Now, for grins and giggles, use your favorite text editor to convert the line-endings in list to be CRLF. In Sublime Text 3 this option is available under ViewLine Endings. In VS Code there is a toggle at the bottom right hand of the editor that allows you to switch from LF to CRLF. Be sure to save the file!

Now, let us attempt to build our Docker image again. Here is the resulting output:

Building an image again
> docker build -t demo .
Sending build context to Docker daemon  56.32kB
Step 1/3 : FROM alpine:3.4
 ---> 016182cd451a
Step 2/3 : COPY list /usr/bin/
 ---> Using cache
 ---> e523cf78e1a3
Step 3/3 : RUN list
 ---> Running in ff08de7f9a94
': No such file or directory
The command '/bin/sh -c list' returned a non-zero code: 127

One might not be surprised that this did not work — we are introducing invalid line delimiters in a shell script. However the error is a tad baffling. We can attempt to debug this by commenting out the RUN list instruction in our Dockerfile, building the image again, and then seeing if the file was indeed copied over.

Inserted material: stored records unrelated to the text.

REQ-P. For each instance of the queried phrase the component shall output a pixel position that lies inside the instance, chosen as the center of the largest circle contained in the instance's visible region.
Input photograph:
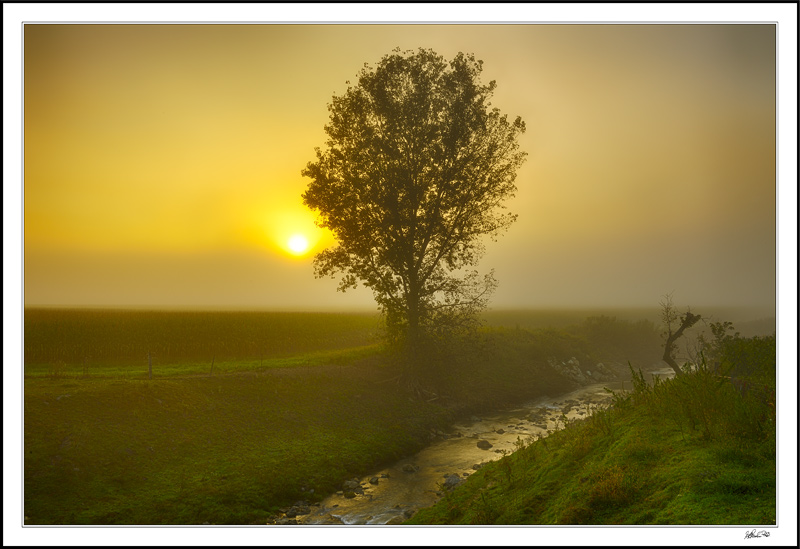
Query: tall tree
(415, 173)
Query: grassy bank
(696, 449)
(234, 444)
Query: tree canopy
(415, 172)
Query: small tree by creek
(415, 173)
(674, 330)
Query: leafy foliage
(416, 169)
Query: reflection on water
(393, 494)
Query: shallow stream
(392, 495)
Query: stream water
(391, 495)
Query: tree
(415, 173)
(669, 318)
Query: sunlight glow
(298, 244)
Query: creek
(392, 495)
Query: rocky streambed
(393, 494)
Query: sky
(162, 162)
(163, 169)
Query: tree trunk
(687, 321)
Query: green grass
(687, 451)
(107, 445)
(220, 449)
(88, 339)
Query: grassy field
(294, 405)
(107, 445)
(70, 342)
(692, 450)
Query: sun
(297, 244)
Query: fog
(166, 170)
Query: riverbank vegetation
(232, 443)
(696, 449)
(231, 436)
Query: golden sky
(162, 162)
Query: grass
(688, 451)
(75, 340)
(219, 449)
(108, 445)
(104, 444)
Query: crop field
(125, 343)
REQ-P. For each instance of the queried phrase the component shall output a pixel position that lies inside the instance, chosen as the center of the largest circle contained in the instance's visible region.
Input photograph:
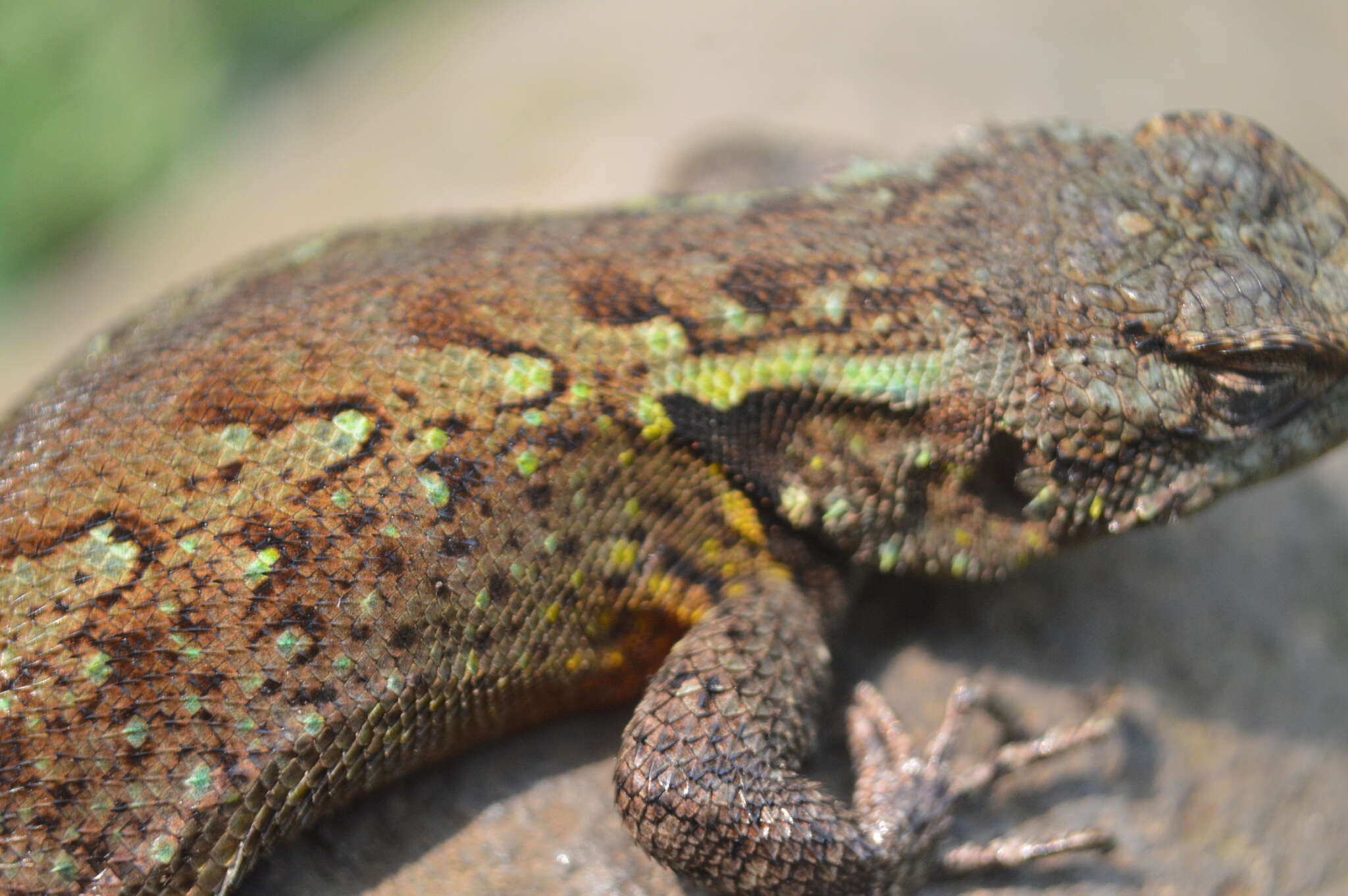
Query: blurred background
(143, 142)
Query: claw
(964, 699)
(1018, 755)
(1010, 852)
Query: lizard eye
(1257, 389)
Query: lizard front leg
(708, 775)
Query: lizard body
(374, 497)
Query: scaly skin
(374, 497)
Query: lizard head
(1208, 276)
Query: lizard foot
(909, 797)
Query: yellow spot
(796, 506)
(355, 425)
(739, 512)
(889, 557)
(436, 489)
(663, 337)
(652, 414)
(530, 378)
(526, 462)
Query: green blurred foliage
(96, 96)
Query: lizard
(378, 496)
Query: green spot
(64, 866)
(262, 565)
(355, 425)
(889, 557)
(163, 849)
(837, 511)
(663, 337)
(236, 436)
(97, 668)
(286, 643)
(529, 376)
(136, 732)
(199, 782)
(796, 505)
(526, 462)
(436, 489)
(111, 558)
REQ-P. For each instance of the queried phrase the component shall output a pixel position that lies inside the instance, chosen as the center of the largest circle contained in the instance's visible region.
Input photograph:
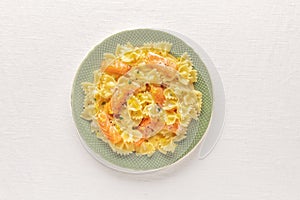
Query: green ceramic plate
(132, 163)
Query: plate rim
(118, 168)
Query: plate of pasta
(141, 100)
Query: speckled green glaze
(132, 162)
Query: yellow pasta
(142, 99)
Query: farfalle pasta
(142, 99)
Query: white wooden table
(255, 46)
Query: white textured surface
(255, 46)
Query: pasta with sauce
(142, 99)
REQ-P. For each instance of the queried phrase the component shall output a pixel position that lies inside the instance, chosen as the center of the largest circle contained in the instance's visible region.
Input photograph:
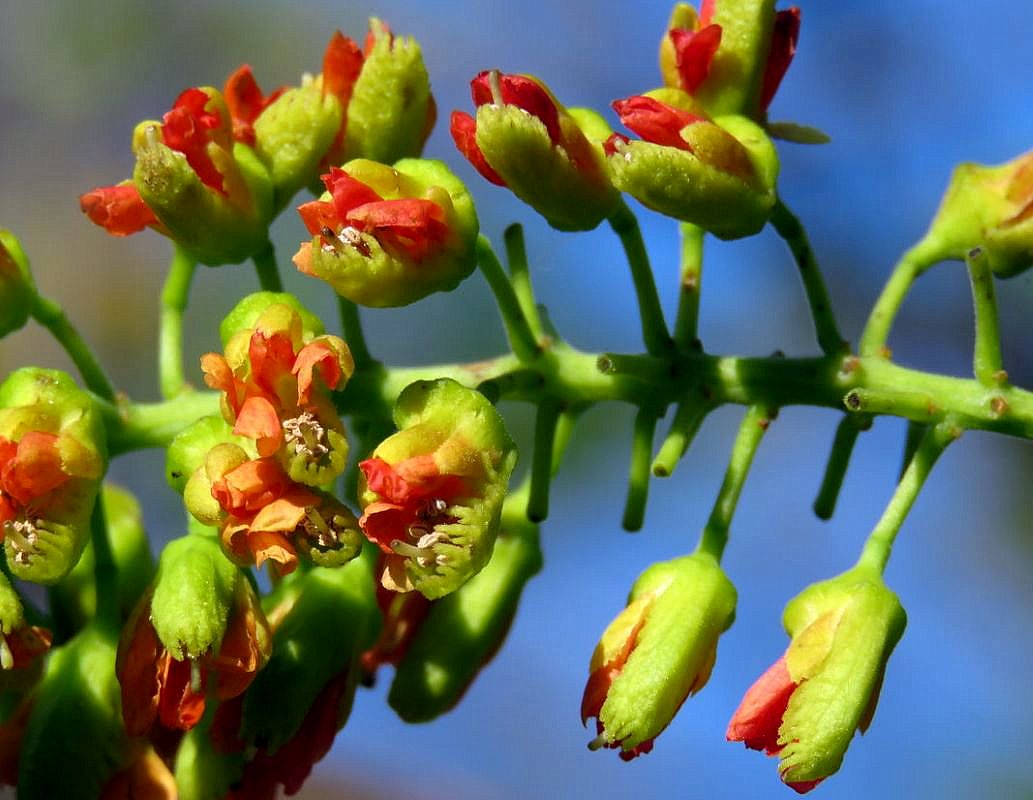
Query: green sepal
(73, 601)
(843, 632)
(74, 740)
(325, 619)
(372, 276)
(18, 289)
(682, 606)
(214, 227)
(47, 400)
(392, 111)
(567, 184)
(293, 134)
(193, 592)
(246, 313)
(464, 631)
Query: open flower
(276, 382)
(807, 706)
(719, 175)
(657, 651)
(389, 236)
(432, 493)
(548, 155)
(51, 464)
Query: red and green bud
(389, 236)
(991, 208)
(432, 493)
(461, 633)
(73, 741)
(549, 156)
(201, 621)
(275, 378)
(73, 602)
(52, 459)
(806, 708)
(18, 289)
(719, 174)
(657, 651)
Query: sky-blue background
(906, 89)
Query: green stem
(715, 534)
(104, 568)
(175, 295)
(518, 330)
(839, 458)
(351, 327)
(911, 265)
(638, 471)
(265, 267)
(880, 542)
(686, 424)
(520, 277)
(52, 316)
(541, 464)
(987, 362)
(654, 328)
(687, 321)
(791, 231)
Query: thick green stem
(638, 471)
(987, 361)
(687, 321)
(654, 328)
(880, 542)
(265, 267)
(839, 458)
(715, 534)
(52, 316)
(520, 278)
(522, 340)
(351, 328)
(175, 296)
(789, 227)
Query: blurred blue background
(906, 89)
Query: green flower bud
(988, 207)
(550, 157)
(17, 286)
(73, 602)
(464, 631)
(432, 493)
(53, 449)
(808, 705)
(322, 620)
(74, 740)
(390, 236)
(657, 651)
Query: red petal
(342, 63)
(464, 130)
(694, 52)
(780, 56)
(119, 210)
(759, 715)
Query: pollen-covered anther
(306, 435)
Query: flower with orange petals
(389, 236)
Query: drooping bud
(719, 175)
(549, 156)
(52, 458)
(657, 651)
(806, 708)
(462, 633)
(389, 236)
(17, 285)
(432, 493)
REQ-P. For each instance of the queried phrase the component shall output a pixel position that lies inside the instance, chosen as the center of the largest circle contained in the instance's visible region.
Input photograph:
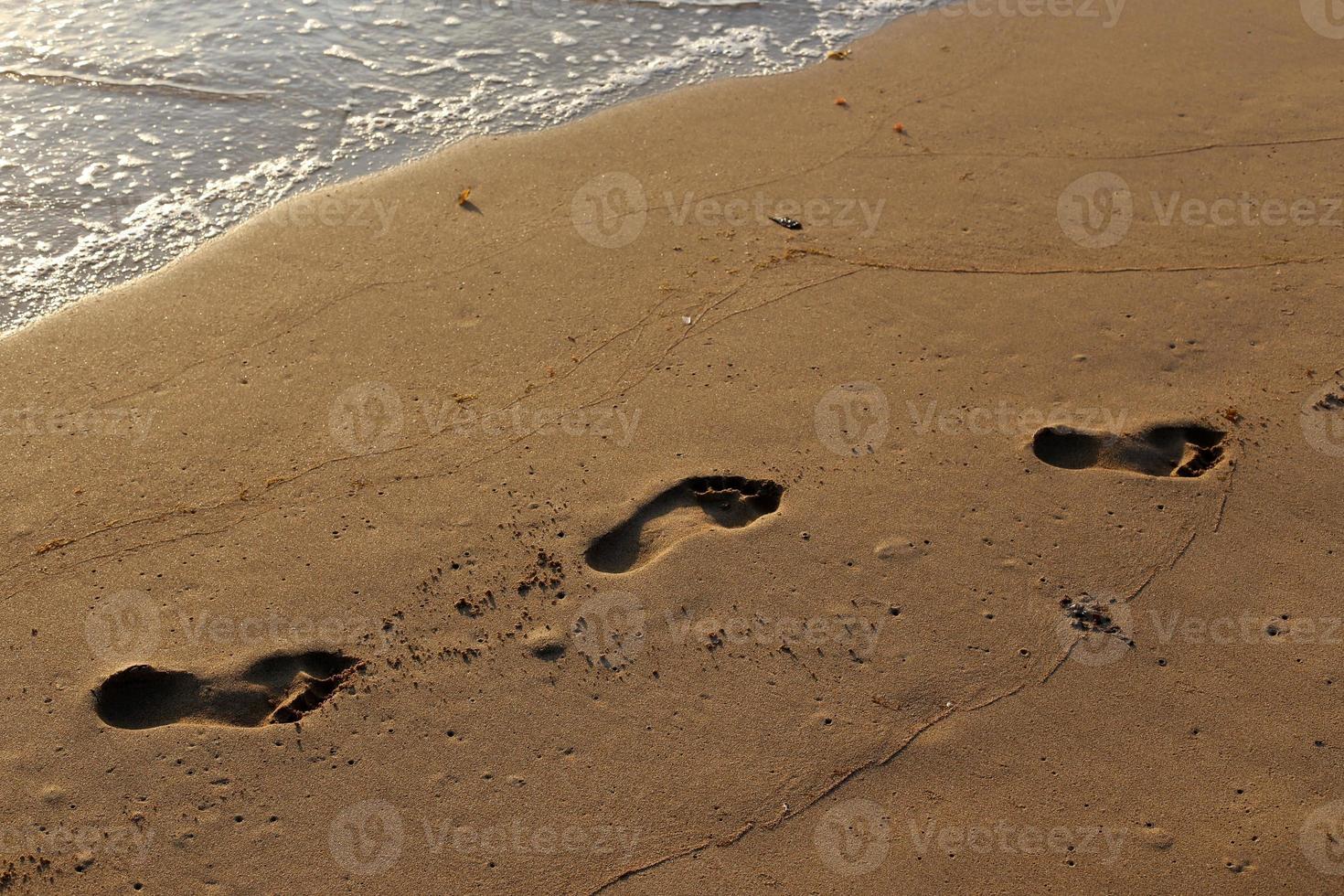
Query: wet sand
(601, 534)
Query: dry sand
(606, 536)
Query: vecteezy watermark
(611, 209)
(612, 629)
(1097, 209)
(1323, 838)
(1246, 211)
(332, 209)
(128, 844)
(1007, 420)
(106, 422)
(1326, 17)
(857, 633)
(761, 209)
(852, 420)
(1246, 629)
(369, 418)
(368, 837)
(1106, 11)
(854, 837)
(1008, 838)
(128, 626)
(123, 627)
(609, 629)
(1323, 420)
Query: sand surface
(603, 535)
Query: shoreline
(702, 549)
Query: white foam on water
(137, 129)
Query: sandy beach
(915, 473)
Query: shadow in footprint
(687, 508)
(276, 689)
(1184, 450)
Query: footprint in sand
(688, 508)
(1186, 449)
(276, 689)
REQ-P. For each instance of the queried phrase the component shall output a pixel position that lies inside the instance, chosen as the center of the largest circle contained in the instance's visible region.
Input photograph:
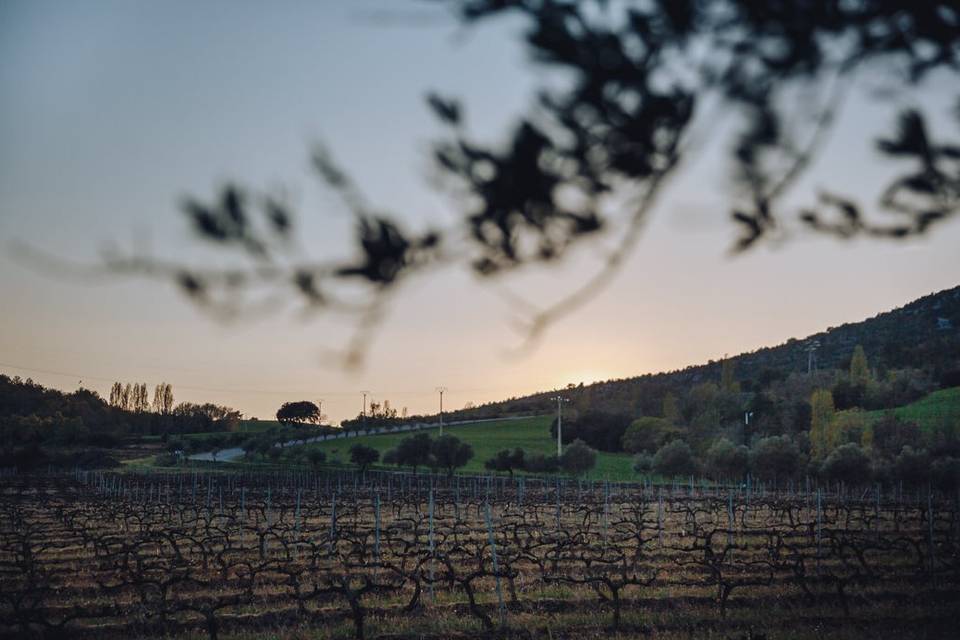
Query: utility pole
(441, 390)
(812, 346)
(560, 400)
(363, 413)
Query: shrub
(506, 460)
(724, 460)
(647, 434)
(540, 463)
(363, 456)
(775, 457)
(848, 464)
(675, 459)
(449, 453)
(912, 466)
(643, 463)
(578, 458)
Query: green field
(928, 413)
(487, 438)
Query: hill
(929, 413)
(923, 334)
(486, 438)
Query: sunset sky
(111, 112)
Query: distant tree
(671, 410)
(675, 459)
(506, 460)
(450, 453)
(300, 412)
(848, 464)
(176, 444)
(643, 463)
(725, 460)
(848, 394)
(578, 458)
(775, 457)
(316, 458)
(539, 463)
(163, 398)
(215, 444)
(946, 474)
(126, 397)
(890, 435)
(363, 456)
(647, 434)
(116, 395)
(912, 466)
(413, 451)
(728, 381)
(601, 430)
(859, 368)
(821, 418)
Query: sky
(112, 112)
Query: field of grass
(928, 413)
(487, 438)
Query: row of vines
(87, 554)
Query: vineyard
(215, 555)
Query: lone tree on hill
(302, 412)
(413, 452)
(449, 453)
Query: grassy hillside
(487, 438)
(928, 412)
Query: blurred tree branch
(640, 73)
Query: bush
(946, 474)
(449, 453)
(675, 459)
(647, 434)
(363, 456)
(506, 460)
(316, 457)
(775, 457)
(598, 429)
(578, 458)
(413, 451)
(890, 435)
(724, 460)
(643, 463)
(540, 463)
(848, 464)
(912, 466)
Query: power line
(294, 392)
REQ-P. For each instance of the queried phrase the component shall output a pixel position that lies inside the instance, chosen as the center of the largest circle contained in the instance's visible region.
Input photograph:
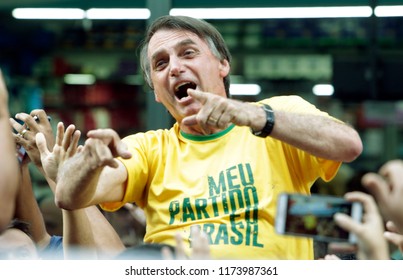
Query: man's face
(181, 60)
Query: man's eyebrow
(182, 43)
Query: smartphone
(312, 216)
(21, 152)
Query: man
(222, 164)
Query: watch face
(268, 127)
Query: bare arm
(319, 135)
(9, 172)
(27, 209)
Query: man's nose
(176, 67)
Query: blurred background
(84, 70)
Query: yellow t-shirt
(226, 182)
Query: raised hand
(66, 146)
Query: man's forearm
(76, 183)
(321, 136)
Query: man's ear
(224, 68)
(157, 99)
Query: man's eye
(189, 52)
(160, 64)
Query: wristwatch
(268, 127)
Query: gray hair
(201, 28)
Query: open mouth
(181, 91)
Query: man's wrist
(269, 124)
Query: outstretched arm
(9, 171)
(321, 136)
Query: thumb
(346, 222)
(198, 95)
(41, 144)
(396, 239)
(123, 151)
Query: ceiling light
(267, 13)
(118, 13)
(79, 79)
(323, 90)
(244, 89)
(48, 13)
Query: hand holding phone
(312, 216)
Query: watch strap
(268, 127)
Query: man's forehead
(164, 39)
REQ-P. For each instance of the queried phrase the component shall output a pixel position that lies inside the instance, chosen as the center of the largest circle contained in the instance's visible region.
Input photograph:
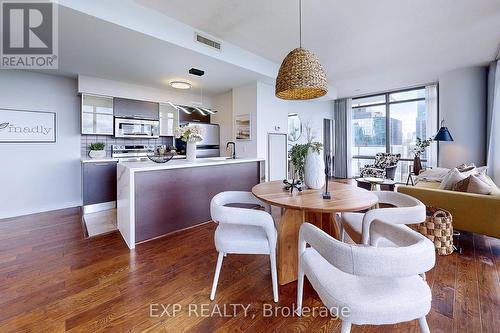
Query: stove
(126, 153)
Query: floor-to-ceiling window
(391, 122)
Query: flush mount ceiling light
(180, 85)
(301, 75)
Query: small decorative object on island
(161, 155)
(191, 135)
(97, 150)
(295, 184)
(307, 161)
(418, 150)
(326, 194)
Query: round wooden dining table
(308, 206)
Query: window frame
(388, 104)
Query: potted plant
(307, 161)
(97, 150)
(418, 150)
(190, 134)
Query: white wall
(269, 114)
(245, 102)
(98, 86)
(312, 113)
(223, 104)
(39, 177)
(462, 104)
(272, 116)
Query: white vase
(314, 170)
(191, 151)
(97, 154)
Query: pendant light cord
(300, 23)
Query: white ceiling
(365, 46)
(94, 47)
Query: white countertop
(111, 159)
(99, 160)
(176, 164)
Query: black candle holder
(294, 184)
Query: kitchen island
(158, 199)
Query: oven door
(135, 128)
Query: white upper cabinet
(169, 119)
(97, 115)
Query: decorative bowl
(161, 158)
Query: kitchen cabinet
(99, 182)
(193, 116)
(97, 115)
(169, 120)
(131, 108)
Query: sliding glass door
(391, 122)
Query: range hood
(193, 109)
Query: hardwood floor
(54, 280)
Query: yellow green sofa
(471, 212)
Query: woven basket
(301, 76)
(438, 228)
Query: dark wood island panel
(174, 199)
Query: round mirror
(294, 127)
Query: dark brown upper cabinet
(131, 108)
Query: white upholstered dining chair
(407, 210)
(243, 231)
(379, 284)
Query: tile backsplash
(86, 140)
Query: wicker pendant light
(301, 75)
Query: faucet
(234, 148)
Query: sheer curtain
(493, 122)
(343, 119)
(431, 102)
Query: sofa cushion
(466, 167)
(429, 185)
(432, 175)
(453, 177)
(473, 184)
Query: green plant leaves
(298, 155)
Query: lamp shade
(301, 76)
(443, 135)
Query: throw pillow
(473, 184)
(476, 185)
(432, 175)
(483, 169)
(462, 185)
(453, 177)
(465, 167)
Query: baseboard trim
(43, 209)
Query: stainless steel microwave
(137, 128)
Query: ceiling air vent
(207, 41)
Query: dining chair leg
(274, 275)
(423, 325)
(342, 232)
(300, 290)
(216, 276)
(346, 326)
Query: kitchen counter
(176, 164)
(98, 160)
(155, 199)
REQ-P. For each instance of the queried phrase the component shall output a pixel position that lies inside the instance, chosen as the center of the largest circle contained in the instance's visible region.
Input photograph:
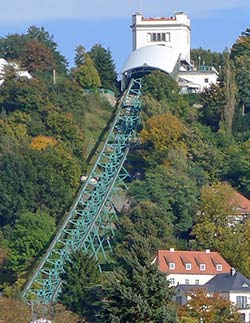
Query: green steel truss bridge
(89, 223)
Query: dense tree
(160, 86)
(30, 235)
(105, 66)
(80, 277)
(205, 58)
(80, 55)
(171, 190)
(23, 94)
(12, 47)
(163, 131)
(147, 220)
(40, 35)
(207, 309)
(138, 292)
(86, 74)
(230, 95)
(37, 57)
(242, 45)
(213, 102)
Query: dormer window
(219, 267)
(203, 267)
(171, 265)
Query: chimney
(232, 271)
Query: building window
(171, 265)
(241, 301)
(218, 267)
(158, 37)
(171, 281)
(202, 267)
(179, 300)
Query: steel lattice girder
(88, 225)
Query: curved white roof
(155, 56)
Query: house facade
(164, 43)
(232, 286)
(172, 32)
(190, 267)
(19, 74)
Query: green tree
(230, 95)
(163, 132)
(28, 238)
(147, 219)
(213, 102)
(80, 55)
(160, 86)
(206, 58)
(138, 292)
(203, 308)
(105, 66)
(242, 45)
(80, 277)
(86, 74)
(37, 57)
(40, 35)
(12, 47)
(23, 94)
(173, 191)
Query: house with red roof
(190, 267)
(232, 286)
(241, 208)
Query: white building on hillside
(173, 32)
(190, 267)
(164, 44)
(4, 64)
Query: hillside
(191, 156)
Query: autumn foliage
(41, 142)
(208, 309)
(163, 131)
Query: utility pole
(140, 7)
(54, 76)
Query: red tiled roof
(241, 202)
(158, 19)
(195, 258)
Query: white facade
(172, 32)
(153, 56)
(242, 300)
(197, 81)
(188, 279)
(4, 64)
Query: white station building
(164, 44)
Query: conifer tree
(105, 66)
(138, 292)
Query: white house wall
(245, 311)
(180, 279)
(178, 27)
(204, 80)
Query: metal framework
(89, 224)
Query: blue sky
(215, 24)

Building the image again without RUN list
> docker build -t demo . (1)
Sending build context to Docker daemon  56.32kB
Step 1/2 : FROM alpine:3.4
 ---> 016182cd451a
Step 2/2 : COPY list /usr/bin/
 ---> Using cache
 ---> e523cf78e1a3
Successfully built e523cf78e1a3
Successfully tagged demo:latest
> docker run --rm demo ls -al /usr/bin/list (2)
-rwxr-xr-x    1 root     root            34 Nov 10 16:46 /usr/bin/list
> docker run --rm demo ./usr/bin/list (3)
': No such file or directory
1 Build the image again
2 See if /usr/bin/list exists
3 Attempt to execute it

The file exists, however, both the RUN instruction, as well as our attempt to manually execute it via docker run fail.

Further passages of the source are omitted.